The /etc/inittab file is the configuration file used by the System V (SysV) initialization system in Linux. This file defines three items for the init process:

  • the default runlevel
  • what processes to start, monitor, and restart if they terminate
  • what actions to take when the system enters a new runlevel

Once all the entries in /etc/inittab for your runlevel are executed, the boot process is completed, and you can log in.

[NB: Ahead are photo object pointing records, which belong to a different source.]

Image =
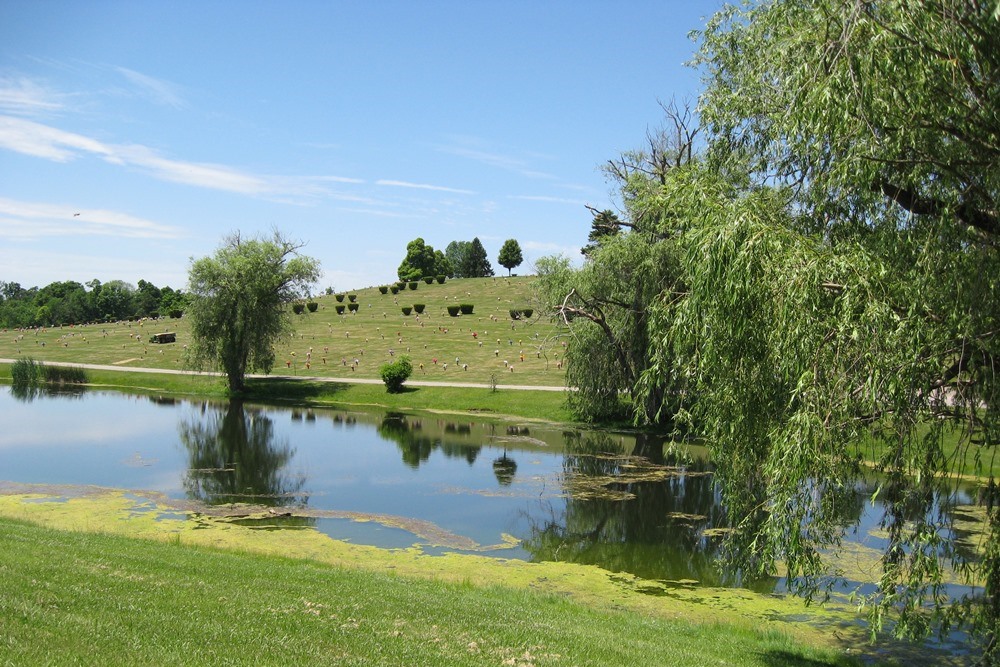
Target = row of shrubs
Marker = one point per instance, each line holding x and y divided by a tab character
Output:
396	287
299	308
27	373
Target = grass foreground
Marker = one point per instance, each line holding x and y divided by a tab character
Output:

Each line in the inittab file consists of four colon-delimited fields:


Here is a description of these fields:

  • id (identification code) – consists of a sequence of one to four characters that identifies its function.
  • runlevels – lists the run levels to which this entry applies.
  • action – specific codes in this field tell init how to treat the process. Possible values include: initdefault, sysinit, boot, bootwait, wait, and respawn.
  • process – defines the command or script to execute.

Consider the following example:

linux inittab runlevels

In the picture above you can see that the runlevels are defined as:

l0:0:wait:/etc/init.d/rc 0
l1:1:wait:/etc/init.d/rc 1
l2:2:wait:/etc/init.d/rc 2
l3:3:wait:/etc/init.d/rc 3
#l4:4:wait:/etc/init.d/rc 4
l5:5:wait:/etc/init.d/rc 5
l6:6:wait:/etc/init.d/rc 6

The lines start with codes that begin with an l (a lowercase L) followed by the runlevel number—for instance, l0 for runlevel 0. These lines specify scripts or programs that will be run when the specified runlevel is entered. In our case, all the scripts are the same (/etc/init.d/rc), but the script is passed the runlevel number as an argument.